Je crains que la consultation référendaire -qui en soi une excellente idée – ne soit mal pensée.  Mensuelle et donc systématique, elle finira par lasser les Français avec des taux de participation décroissants. En proposant la révocation d’élus appauvris par référendum, on sera de toutes façons certains que cette noble vocation se prolétarisera ou trouvera par d’autres moyens – la corruption en est un – de survivre. 

Bien que ces propositions soient dangereuses, mal pensées et mal coordonnées, elles sont cependant essentielles car elles sont la captation de l’esprit d’un pays qui veut plus d’ordre, plus de social mais moins d’impôts. Un pays qui est divisé mais voudrait récupérer sa souveraineté. Un pays contradictoire. 

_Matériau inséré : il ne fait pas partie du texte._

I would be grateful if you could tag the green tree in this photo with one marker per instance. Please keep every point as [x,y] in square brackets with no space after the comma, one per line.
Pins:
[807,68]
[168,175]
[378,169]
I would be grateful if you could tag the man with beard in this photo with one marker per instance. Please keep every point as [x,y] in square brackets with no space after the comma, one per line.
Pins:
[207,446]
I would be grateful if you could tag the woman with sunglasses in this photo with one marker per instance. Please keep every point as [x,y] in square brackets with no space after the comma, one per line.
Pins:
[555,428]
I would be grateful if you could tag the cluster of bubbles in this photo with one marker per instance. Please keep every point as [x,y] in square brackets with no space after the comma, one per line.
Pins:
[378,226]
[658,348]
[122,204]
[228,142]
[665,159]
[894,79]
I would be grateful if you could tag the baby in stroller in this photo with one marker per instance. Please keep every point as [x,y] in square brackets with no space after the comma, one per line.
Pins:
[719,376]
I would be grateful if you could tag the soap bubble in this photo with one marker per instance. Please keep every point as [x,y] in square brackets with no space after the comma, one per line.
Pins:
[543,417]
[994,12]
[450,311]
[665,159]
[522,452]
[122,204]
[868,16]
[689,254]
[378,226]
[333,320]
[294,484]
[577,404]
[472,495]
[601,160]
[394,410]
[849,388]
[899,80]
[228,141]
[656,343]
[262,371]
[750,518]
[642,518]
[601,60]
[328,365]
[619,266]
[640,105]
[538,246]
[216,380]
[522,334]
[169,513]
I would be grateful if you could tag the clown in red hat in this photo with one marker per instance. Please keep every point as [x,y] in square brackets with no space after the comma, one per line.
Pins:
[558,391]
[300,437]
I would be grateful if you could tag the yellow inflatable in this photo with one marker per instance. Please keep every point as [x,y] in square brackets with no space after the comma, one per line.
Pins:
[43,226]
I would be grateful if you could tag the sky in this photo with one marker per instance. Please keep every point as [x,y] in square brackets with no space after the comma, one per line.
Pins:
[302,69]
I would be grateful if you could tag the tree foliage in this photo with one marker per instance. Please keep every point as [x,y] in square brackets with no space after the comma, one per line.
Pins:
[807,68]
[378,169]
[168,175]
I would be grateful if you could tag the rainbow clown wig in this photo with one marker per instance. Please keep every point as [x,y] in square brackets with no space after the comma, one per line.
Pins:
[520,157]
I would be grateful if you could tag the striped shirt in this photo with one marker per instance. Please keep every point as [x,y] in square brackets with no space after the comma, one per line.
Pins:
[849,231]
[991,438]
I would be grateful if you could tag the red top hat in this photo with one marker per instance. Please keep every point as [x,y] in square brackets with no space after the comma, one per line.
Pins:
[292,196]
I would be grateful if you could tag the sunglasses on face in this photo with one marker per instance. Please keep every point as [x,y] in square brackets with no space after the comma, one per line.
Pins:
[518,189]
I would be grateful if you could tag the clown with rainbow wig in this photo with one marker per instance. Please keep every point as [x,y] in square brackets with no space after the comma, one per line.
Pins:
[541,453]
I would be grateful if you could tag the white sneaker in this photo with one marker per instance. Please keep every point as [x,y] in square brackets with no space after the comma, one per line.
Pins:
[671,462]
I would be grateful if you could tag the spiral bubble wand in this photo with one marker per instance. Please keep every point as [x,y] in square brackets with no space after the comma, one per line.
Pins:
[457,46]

La France de 2027 ressemblera à celle de 1981. Comme en 1981, la France hésite à choisir le parti de l’opposition éternelle – hier les socialistes alliés aux communistes, aujourd’hui le RN – et à sauter dans le vide. Seul bémol : en 1981, Mitterrand n’était pas empêché par la Justice. A l’inverse, en 2027, Marine Le Pen est la seule à pouvoir jouer partiellement le rôle de candidate antisystème au sein d’un RN qui s’est institutionnalisé. Si elle devait être abattue par un missile judiciaire, il y aurait une place pour « un tribun de la Plèbe Â». En 2022, le rôle du perturbateur du système avait été capté par Zemmour (mais celui-ci avait choisi la question identitaire, ce qui en faisait le porte-voix de la bourgeoisie). En 2027, un candidat à la Pepe Grillo proposant un programme iconoclaste pourrait bousculer le scrutin.